Collections framework in Java

This tutorial about Java collections is designed for everyone, whether you’re new to programming or already experienced. It’s here to help you really understand collections with real-life examples that are easy to follow, step by step.

In this Java collections framework tutorial, we will cover the following topics in depth.

• What is a Collection in Java?
• Real-life examples of Collections.
• Types of objects stored in a Collection (container).
• Why do we need Collections in Java?
• Understanding the Collections Framework in Java.
• Comparing Arrays and Collections in Java, and much more.

What is Collection in Java:

In Java, a collection is an object that represents a group of other objects as a single unit. it is also known as container object or collection object in java.

Collections in Java contain references to objects. When you add an object to a collection, you’re actually adding a reference that points to the memory location where the actual object is stored.

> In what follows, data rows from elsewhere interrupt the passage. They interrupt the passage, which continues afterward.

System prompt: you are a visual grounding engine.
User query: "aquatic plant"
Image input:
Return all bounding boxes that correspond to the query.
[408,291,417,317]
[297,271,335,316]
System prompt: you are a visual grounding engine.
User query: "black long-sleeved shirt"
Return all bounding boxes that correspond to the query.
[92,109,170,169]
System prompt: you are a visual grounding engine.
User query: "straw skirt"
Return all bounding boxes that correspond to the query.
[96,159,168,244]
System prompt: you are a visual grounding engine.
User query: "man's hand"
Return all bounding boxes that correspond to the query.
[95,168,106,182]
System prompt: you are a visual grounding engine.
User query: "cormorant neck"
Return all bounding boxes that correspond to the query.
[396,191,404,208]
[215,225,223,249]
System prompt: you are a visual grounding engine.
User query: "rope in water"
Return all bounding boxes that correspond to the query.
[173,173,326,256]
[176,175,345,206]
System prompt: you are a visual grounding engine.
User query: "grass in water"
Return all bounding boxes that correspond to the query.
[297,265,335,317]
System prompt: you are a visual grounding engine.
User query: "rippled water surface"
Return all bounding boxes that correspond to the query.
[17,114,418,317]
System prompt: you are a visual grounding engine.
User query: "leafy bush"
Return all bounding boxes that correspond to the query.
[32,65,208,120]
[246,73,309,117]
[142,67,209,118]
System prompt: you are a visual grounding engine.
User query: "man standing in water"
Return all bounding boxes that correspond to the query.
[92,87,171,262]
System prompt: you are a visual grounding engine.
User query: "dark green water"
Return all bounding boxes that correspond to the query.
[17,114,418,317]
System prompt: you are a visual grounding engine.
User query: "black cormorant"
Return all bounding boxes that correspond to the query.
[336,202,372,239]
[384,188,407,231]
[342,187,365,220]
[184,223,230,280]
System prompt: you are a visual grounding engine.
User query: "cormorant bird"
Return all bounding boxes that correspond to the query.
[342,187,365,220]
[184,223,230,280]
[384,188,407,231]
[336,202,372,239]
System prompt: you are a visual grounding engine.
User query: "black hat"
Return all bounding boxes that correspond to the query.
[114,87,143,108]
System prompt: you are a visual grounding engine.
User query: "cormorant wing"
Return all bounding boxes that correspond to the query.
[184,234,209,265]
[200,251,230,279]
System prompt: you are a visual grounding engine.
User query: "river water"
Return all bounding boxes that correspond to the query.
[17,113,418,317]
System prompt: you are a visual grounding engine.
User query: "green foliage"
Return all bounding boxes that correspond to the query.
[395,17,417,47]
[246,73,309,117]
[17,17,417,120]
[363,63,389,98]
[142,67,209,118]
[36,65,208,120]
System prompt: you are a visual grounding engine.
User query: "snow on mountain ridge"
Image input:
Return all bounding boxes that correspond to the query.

Real-life example of collections:

A collection in Java is somewhat like a checklist where you keep track record of items. Instead of physically holding the items, you have a list that tells you what items are there and where to find them.

In Java references are used to work with actual data indirectly. Instead of working directly with the data itself, you work with references that point to where the data is stored in memory. this approach saves memory and duplication of data.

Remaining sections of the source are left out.